Test the Qwen VLM Response Before Finetuning¶

Let’s check the responses by Qwen3 VLM to three samples images before finetuning the model. Notice that the generated responses by the model are quite accurate, and the model can understand the images fairly well. However, the descriptions are more general and explain what the images show, while the ground truth captions prepared by clinicians use concrete medical terms to describe the images.

[ ]:

# The code in this cell is not required in preparation for quizzes
instruction = "Describe this medical image in detail."

# Test with 3 samples
test_indices = [0, 5, 10]

for idx in test_indices:

    print(f"TEST EXAMPLE {idx}")

    test_image = dataset[idx]["image"]
    ground_truth = dataset[idx]["caption"]

    # Show image
    display_image = test_image.copy()
    display_image.thumbnail((300, 300))
    display(display_image)

    # Format input
    messages = [{"role": "user", "content": [{"type": "image", "image": test_image}, {"type": "text", "text": instruction}]}]

    # Apply chat template
    text = processor.apply_chat_template(messages, tokenize=False, add_generation_prompt=True)

    # Process inputs
    inputs = processor(text=[text], images=[test_image], padding=True, return_tensors="pt").to(model.device)
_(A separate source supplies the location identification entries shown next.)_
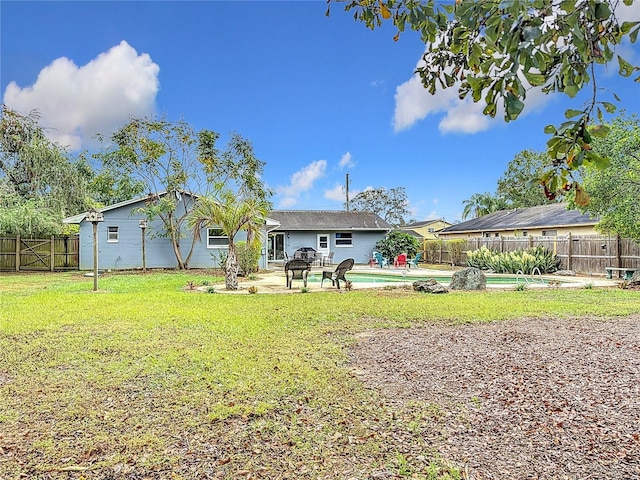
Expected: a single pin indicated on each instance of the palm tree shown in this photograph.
(481, 204)
(230, 213)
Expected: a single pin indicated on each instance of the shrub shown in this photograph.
(455, 248)
(431, 247)
(397, 242)
(219, 258)
(480, 258)
(248, 256)
(525, 261)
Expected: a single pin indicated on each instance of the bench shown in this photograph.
(628, 272)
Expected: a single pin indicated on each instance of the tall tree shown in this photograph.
(497, 51)
(481, 204)
(391, 205)
(231, 213)
(615, 192)
(171, 157)
(36, 170)
(519, 185)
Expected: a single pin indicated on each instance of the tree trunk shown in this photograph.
(175, 242)
(231, 269)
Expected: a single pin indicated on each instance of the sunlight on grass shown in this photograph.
(141, 372)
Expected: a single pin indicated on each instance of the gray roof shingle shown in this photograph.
(552, 215)
(328, 220)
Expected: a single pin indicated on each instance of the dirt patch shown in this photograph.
(543, 399)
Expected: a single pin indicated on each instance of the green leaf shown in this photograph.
(514, 106)
(571, 90)
(599, 131)
(626, 69)
(603, 12)
(627, 26)
(534, 79)
(573, 113)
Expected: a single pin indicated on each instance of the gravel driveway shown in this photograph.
(526, 399)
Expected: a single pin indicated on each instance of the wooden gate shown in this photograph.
(39, 254)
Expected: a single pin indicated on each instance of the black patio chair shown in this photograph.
(297, 269)
(338, 274)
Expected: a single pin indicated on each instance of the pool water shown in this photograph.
(386, 278)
    print("Generated Caption: ")
    with torch.inference_mode():
        output = model.generate(**inputs, max_new_tokens=128, temperature=0.7, top_p=0.9,
            repetition_penalty=1.2, do_sample=True, use_cache=True,
            pad_token_id=processor.tokenizer.pad_token_id,
            eos_token_id=processor.tokenizer.eos_token_id)

    generated_text = processor.decode(output[0], skip_special_tokens=True)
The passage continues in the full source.